Dermira’s novel topical sebum inhibitor -- DRMO1 -- may put the brakes on facial acne, according to topline results from a Phase 2b dose-ranging study that is paving the way toward a Phase 3 Clinical Program.

DRM01 is a novel, small molecule designed to inhibit sebum production following topical application.

In the study, DRM01 demonstrated statistically significant improvements in all primary endpoints compared to vehicle at the highest dose and in most primary endpoints at the two lower doses. In addition, DRM01 was well-tolerated with adverse events primarily mild or moderate in severity.

The initiation of the Phase 3 program is targeted for the first half of 2017, subject to an end-of-Phase 2 meeting with the U.S. Food and Drug Administration (FDA).

Study Details

In the Phase 2b study, the primary endpoints were absolute changes from baseline in inflammatory and non-inflammatory lesion counts and the proportion of patients achieving at least a two-point improvement from baseline on the five-point Investigator’s Global Assessment (IGA) scale. Each endpoint was measured at the end of a 12-week treatment period.

DRM01 demonstrated statistically significant improvements from baseline to week 12 relative to vehicle in all primary efficacy endpoints at the highest dose of DRM01 (7.5% twice daily), which also demonstrated the highest efficacy in all primary endpoints compared to the two lower doses. The number of inflammatory lesions in patients treated with this highest dose of DRM01 was reduced by an average of 15.0 compared to 10.7 in patients in the combined vehicle group (p=0.001), or an average percentage reduction of 55.6 percent compared to 40.0 percent (p<0.001). The number of non-inflammatory lesions in patients treated with this same dose of DRM01 was reduced by an average of 17.5 compared to 9.3 in patients in the combined vehicle group (p<0.001), or an average percentage reduction of 47.8 percent compared to 28.7 percent (p<0.001). At the end of the 12-week treatment period, 25.9 percent of patients treated with this highest dose of DRM01 achieved a successful improvement in the IGA score (minimum two-grade improvement) compared to 9.8 percent of patients in the combined vehicle group (p=0.004).

Overall, a dose response was observed for all three primary endpoints. At the 4.0% once daily dose, DRM01 demonstrated statistically significant improvements in all three primary endpoints compared to the combined vehicle group. At the 7.5% once daily dose, DRM01 demonstrated statistically significant improvements in the inflammatory and non-inflammatory lesion count endpoints compared to the combined vehicle group, and approached statistical significance in the IGA improvement endpoint (p=0.06).

Based on the results, Dermira believes each of the three doses evaluated in the Phase 2b study could be a viable dose for a Phase 3 program. Further data analysis and an end-of-Phase 2 meeting with the FDA are expected to determine the precise dose and design for the Phase 3 program.

Consistent with the Phase 2a study, DRM01 was well-tolerated. Adverse events were primarily mild or moderate in severity. The most frequently reported adverse events across all three DRM01 treatment groups were common cold (nasopharyngitis; 5.4 percent), upper respiratory tract infection (2.5 percent) and application site itching (pruritus; 2.5 percent). No treatment-related serious adverse events were reported.

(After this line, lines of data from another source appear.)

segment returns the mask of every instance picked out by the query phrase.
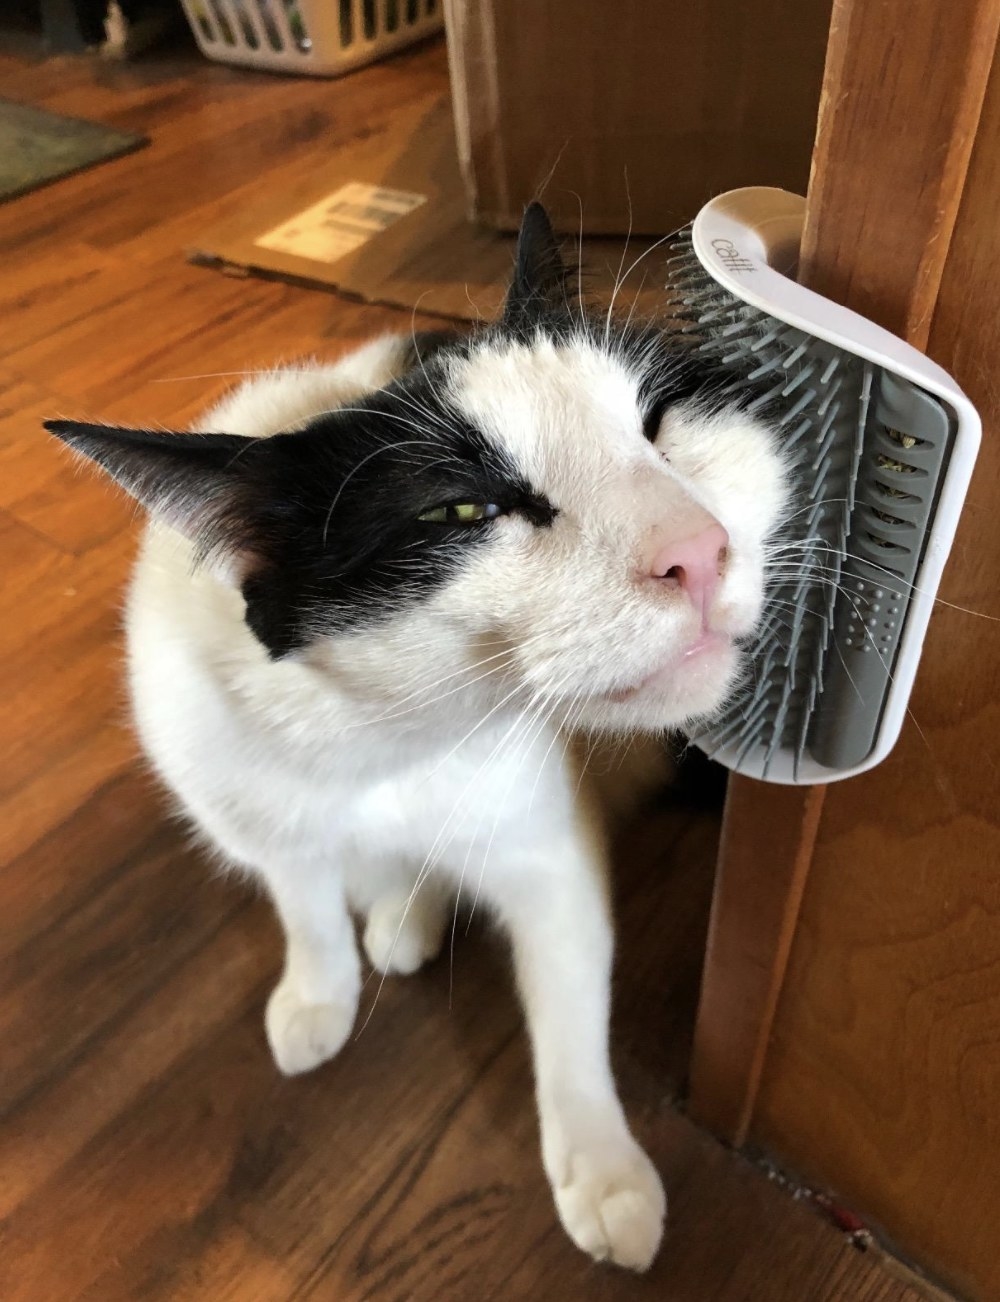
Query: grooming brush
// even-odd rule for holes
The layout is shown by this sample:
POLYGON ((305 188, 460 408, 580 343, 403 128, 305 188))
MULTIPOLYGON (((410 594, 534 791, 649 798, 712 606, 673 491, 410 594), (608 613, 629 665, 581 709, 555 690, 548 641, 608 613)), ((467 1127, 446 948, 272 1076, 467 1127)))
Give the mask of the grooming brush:
POLYGON ((788 784, 862 773, 895 745, 981 432, 939 366, 790 278, 804 211, 783 190, 721 195, 676 237, 666 285, 727 392, 759 394, 792 487, 752 671, 691 740, 788 784))

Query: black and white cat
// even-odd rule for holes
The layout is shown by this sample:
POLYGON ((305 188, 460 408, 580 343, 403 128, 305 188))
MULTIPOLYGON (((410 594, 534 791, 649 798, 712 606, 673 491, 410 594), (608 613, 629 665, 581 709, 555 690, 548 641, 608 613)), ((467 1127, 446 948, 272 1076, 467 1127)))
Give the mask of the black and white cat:
POLYGON ((637 1270, 665 1200, 612 1079, 604 839, 569 742, 682 726, 742 671, 784 475, 719 388, 662 333, 588 317, 536 205, 494 325, 260 374, 212 433, 49 426, 149 509, 138 728, 277 909, 278 1066, 351 1030, 350 910, 409 973, 478 899, 513 946, 562 1223, 637 1270))

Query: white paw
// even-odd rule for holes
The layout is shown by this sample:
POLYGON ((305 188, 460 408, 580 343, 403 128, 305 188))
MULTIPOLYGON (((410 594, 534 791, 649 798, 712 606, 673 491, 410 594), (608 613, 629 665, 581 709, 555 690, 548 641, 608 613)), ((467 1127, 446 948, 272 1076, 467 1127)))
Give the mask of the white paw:
POLYGON ((356 1002, 307 1004, 280 981, 267 1001, 264 1028, 279 1071, 312 1071, 337 1053, 351 1032, 356 1002))
POLYGON ((409 976, 436 958, 444 939, 444 902, 430 890, 376 900, 365 924, 364 946, 377 972, 409 976), (425 898, 426 897, 426 898, 425 898))
POLYGON ((553 1186, 566 1233, 597 1261, 648 1270, 663 1237, 667 1199, 656 1169, 633 1140, 613 1151, 568 1155, 553 1186))

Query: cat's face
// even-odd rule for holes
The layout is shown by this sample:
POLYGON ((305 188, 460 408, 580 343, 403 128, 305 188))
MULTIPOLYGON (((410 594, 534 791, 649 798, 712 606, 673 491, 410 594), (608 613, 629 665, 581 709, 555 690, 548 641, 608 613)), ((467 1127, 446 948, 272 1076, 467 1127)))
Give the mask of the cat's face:
POLYGON ((537 209, 501 321, 410 360, 267 439, 54 428, 222 561, 273 657, 378 699, 483 665, 492 699, 614 730, 717 709, 784 505, 770 430, 690 350, 568 303, 537 209))
POLYGON ((438 603, 470 627, 485 615, 535 693, 588 726, 672 726, 723 703, 783 508, 771 431, 660 365, 659 401, 600 339, 487 346, 450 368, 456 407, 553 514, 498 519, 438 603))

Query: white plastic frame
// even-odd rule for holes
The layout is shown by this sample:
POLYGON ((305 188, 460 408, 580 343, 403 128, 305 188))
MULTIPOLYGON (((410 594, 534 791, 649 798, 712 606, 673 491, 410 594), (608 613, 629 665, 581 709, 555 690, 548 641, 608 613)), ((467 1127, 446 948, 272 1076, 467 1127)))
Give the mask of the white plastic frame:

“DRM01 is an investigational, topical agent that represents a novel approach to acne treatment by targeting sebum production, a key contributing factor in the development of acne,” says Linda Stein Gold, M.D., director of Dermatology Clinical Research and division head of Dermatology at Henry Ford Hospital in Detroit, Michigan and one of the investigators for the DRM01 Phase 2b trial, in a news release. “Based on these results, DRM01 could represent a potentially meaningful new treatment for the dermatology community that offers patients a safe, well-tolerated and effective alternative to current options.”

The DRM01 Phase 2b trial was a randomized, multi-center, double-blind, parallel-group, vehicle-controlled study designed to assess the safety and efficacy of DRM01 compared to vehicle in adult patients 18 and older with moderate-to-severe facial acne vulgaris. A total of 420 patients were enrolled in the study at 34 sites in the United States and Canada. Inclusion criteria required a minimum of 20 inflammatory lesions and 20 non-inflammatory lesions and an IGA score of three or greater on a five-point scale that ranges from a score of zero, representing clear skin, to a score of four, representing severe disease. Patients were randomized into five separate arms and instructed to apply DRM01 at concentrations of 4.0% once daily (n=106), 7.5% once daily (n=110) or 7.5% twice daily (n=101), or to apply vehicle once or twice daily (n=53 and n=50, respectively), in all cases for 12 weeks. Consistent with the previous Phase 2a trial and in accordance with the published FDA draft guidance for the development of acne drugs, the primary endpoints were absolute changes from baseline in inflammatory and non-inflammatory lesion counts and the proportion of patients achieving at least a two-point improvement from baseline in the five-point IGA score. Each endpoint was measured at the end of the 12-week treatment period.